From pilot to rollout: 13 plants
After the pilot plant, the group decided on a Europe-wide rollout to 13 plants — won against evaluated alternatives the group had assessed in parallel. The deciding factor was not a single feature but the combination: creation scales through the customer's own employees instead of external documentation teams, and document control, versioning, and QR-code delivery are included in the same platform.
For a rollout, one property matters more than any demo: reproducibility. An onboarding model that took 2 days in the pilot plant can be planned across 13 plants — with a calculable training effort per site and without months-long project phases.

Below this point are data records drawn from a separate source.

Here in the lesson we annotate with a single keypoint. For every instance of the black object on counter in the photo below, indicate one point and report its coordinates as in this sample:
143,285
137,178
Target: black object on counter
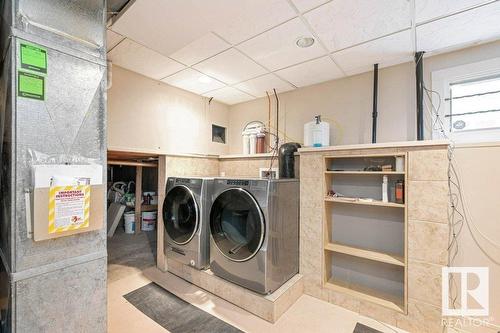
287,159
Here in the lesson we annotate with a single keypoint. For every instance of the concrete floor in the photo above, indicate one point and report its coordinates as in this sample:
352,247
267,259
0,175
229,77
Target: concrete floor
129,254
131,265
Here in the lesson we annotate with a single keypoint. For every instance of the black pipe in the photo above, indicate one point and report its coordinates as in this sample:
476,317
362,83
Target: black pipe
375,96
419,75
277,119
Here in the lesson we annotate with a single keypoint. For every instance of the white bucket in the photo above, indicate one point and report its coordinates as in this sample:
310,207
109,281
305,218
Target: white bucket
129,219
148,221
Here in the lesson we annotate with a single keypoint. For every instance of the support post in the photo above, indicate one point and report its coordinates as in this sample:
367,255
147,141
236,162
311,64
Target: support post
138,199
419,75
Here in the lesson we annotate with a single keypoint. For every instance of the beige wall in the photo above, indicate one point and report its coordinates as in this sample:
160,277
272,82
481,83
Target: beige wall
146,115
347,103
480,178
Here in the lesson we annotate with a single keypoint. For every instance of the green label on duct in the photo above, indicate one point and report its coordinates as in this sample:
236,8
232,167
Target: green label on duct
31,85
33,58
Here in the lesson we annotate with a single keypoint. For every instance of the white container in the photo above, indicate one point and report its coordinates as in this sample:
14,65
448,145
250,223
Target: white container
253,143
129,219
148,221
246,144
317,133
385,197
400,164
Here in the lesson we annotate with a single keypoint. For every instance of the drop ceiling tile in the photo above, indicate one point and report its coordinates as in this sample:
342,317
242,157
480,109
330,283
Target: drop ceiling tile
426,10
258,86
137,58
460,30
343,23
194,81
202,48
311,72
229,95
163,26
276,48
112,39
305,5
236,21
386,51
230,67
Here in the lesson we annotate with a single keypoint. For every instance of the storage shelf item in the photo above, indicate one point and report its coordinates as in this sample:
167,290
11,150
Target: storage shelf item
368,203
367,254
365,245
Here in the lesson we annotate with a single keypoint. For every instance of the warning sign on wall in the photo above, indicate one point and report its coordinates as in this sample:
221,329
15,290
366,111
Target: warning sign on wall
69,208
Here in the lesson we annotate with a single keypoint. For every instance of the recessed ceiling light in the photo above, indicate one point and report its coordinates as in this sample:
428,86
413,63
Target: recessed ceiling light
304,41
204,79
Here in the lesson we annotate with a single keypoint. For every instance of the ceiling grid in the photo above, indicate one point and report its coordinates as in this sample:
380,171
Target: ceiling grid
236,51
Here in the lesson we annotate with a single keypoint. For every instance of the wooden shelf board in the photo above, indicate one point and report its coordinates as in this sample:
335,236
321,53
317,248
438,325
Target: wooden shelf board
366,203
368,294
366,254
148,208
364,172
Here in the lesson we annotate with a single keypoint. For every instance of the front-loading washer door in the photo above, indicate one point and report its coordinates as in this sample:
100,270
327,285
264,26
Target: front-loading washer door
180,214
237,224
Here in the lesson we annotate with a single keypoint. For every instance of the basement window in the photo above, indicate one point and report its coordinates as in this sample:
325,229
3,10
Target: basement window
218,134
466,102
474,105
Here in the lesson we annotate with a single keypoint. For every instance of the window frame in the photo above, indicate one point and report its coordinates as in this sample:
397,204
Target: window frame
441,82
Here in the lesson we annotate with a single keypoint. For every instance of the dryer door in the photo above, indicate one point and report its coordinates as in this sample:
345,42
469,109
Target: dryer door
180,214
237,224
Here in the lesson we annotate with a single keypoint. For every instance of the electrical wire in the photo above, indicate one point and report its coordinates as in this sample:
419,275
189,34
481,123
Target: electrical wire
458,213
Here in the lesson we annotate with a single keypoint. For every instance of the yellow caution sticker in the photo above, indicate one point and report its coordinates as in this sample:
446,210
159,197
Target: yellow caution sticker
69,208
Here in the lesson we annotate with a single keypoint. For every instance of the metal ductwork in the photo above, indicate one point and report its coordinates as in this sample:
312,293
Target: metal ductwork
55,109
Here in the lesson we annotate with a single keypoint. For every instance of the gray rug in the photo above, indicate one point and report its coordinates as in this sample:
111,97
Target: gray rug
360,328
175,314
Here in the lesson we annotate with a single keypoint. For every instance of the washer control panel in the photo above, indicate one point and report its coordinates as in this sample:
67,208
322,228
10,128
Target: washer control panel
238,182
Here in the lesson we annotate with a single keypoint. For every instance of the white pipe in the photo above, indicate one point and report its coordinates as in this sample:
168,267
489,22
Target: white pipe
109,74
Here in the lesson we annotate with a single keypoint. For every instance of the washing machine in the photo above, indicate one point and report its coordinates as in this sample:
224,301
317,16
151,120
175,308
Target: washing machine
254,232
185,217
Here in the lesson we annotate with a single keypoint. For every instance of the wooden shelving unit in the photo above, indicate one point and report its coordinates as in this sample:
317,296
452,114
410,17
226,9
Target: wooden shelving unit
364,172
341,216
366,203
366,254
368,294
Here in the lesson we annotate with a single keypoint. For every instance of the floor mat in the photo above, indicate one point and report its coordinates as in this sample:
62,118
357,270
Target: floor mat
175,314
360,328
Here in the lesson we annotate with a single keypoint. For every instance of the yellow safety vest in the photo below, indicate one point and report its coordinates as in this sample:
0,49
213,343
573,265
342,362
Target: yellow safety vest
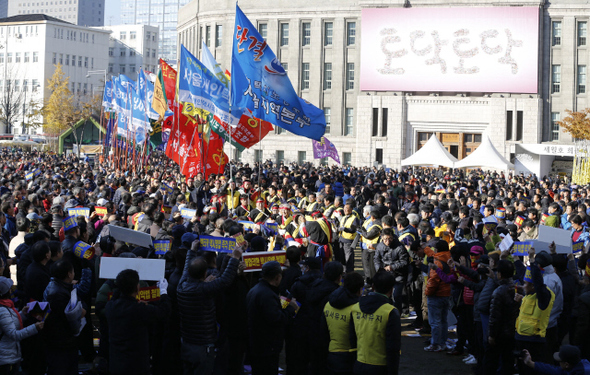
532,321
370,334
347,224
339,325
368,224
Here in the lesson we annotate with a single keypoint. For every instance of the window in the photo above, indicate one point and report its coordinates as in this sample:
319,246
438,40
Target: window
284,34
581,79
508,125
218,35
305,33
328,29
379,155
346,158
582,32
262,28
327,76
375,131
519,125
301,157
258,155
350,76
384,122
556,77
555,118
348,125
305,76
351,33
556,31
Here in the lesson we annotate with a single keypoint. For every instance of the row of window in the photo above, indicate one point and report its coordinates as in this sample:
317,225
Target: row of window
132,52
582,33
556,79
17,57
328,76
64,59
14,85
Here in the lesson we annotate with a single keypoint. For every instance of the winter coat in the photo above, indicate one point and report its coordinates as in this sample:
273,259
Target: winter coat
503,312
196,303
396,256
11,335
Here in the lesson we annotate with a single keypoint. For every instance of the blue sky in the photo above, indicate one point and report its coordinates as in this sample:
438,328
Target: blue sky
112,12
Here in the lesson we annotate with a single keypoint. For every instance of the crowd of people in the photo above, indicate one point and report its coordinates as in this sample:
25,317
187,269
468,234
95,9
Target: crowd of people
431,246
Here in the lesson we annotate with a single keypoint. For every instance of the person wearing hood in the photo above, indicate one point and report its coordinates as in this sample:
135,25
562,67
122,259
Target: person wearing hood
375,329
335,323
553,282
392,257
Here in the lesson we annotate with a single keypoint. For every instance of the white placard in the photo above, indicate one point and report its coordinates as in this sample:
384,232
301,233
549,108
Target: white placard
148,269
561,237
131,236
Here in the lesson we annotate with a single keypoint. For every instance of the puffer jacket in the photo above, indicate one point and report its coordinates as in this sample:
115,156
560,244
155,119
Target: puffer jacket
196,303
396,256
435,287
10,336
503,311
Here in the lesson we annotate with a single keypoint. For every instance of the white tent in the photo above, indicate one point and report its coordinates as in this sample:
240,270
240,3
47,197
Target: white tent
432,153
485,155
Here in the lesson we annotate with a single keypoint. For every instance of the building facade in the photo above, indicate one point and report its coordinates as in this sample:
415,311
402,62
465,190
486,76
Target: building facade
33,46
160,13
319,45
132,47
79,12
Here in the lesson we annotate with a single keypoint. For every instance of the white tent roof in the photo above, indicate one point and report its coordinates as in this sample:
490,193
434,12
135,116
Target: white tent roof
432,153
485,155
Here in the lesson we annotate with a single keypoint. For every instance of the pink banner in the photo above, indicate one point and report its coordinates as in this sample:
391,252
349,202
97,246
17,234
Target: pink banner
457,49
325,149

What transfers to other plants
The pilot-plant numbers are not an outlier; they follow from the creation model: when the process expert films and the software structures, speed depends on the number of processes, not on writing capacity. 10 SOPs in one hour is achievable wherever processes are accessible and key users are allowed to film — independent of industry and plant size.
The honest caveat: approval remains human work. Subject-matter review by the process owner is required for every standard — it takes minutes per SOP, but it does not disappear. If you read a case study where the review is “automatic” too, be skeptical.
Perguntas frequentes
- How fast do a customer's own employees create SOPs with Soperion?
- In the pilot plant of a European industrial group, 6 key users created 10 approval-ready SOPs in one hour directly after a 2-day training — on real processes, with their own smartphones. From day 1 after training, the teams worked independently.
- Why is the customer's name not published?
- The group agreed to publishing the numbers, not the name. That is common in B2B — publicly listed companies rarely release supplier references for open publication.
- Do the pilot-plant results transfer to other industries?
- Yes, because the speed comes from the creation model, not from the industry: the process expert films, the software structures. The only requirement is that processes may be filmed — faces are anonymized automatically.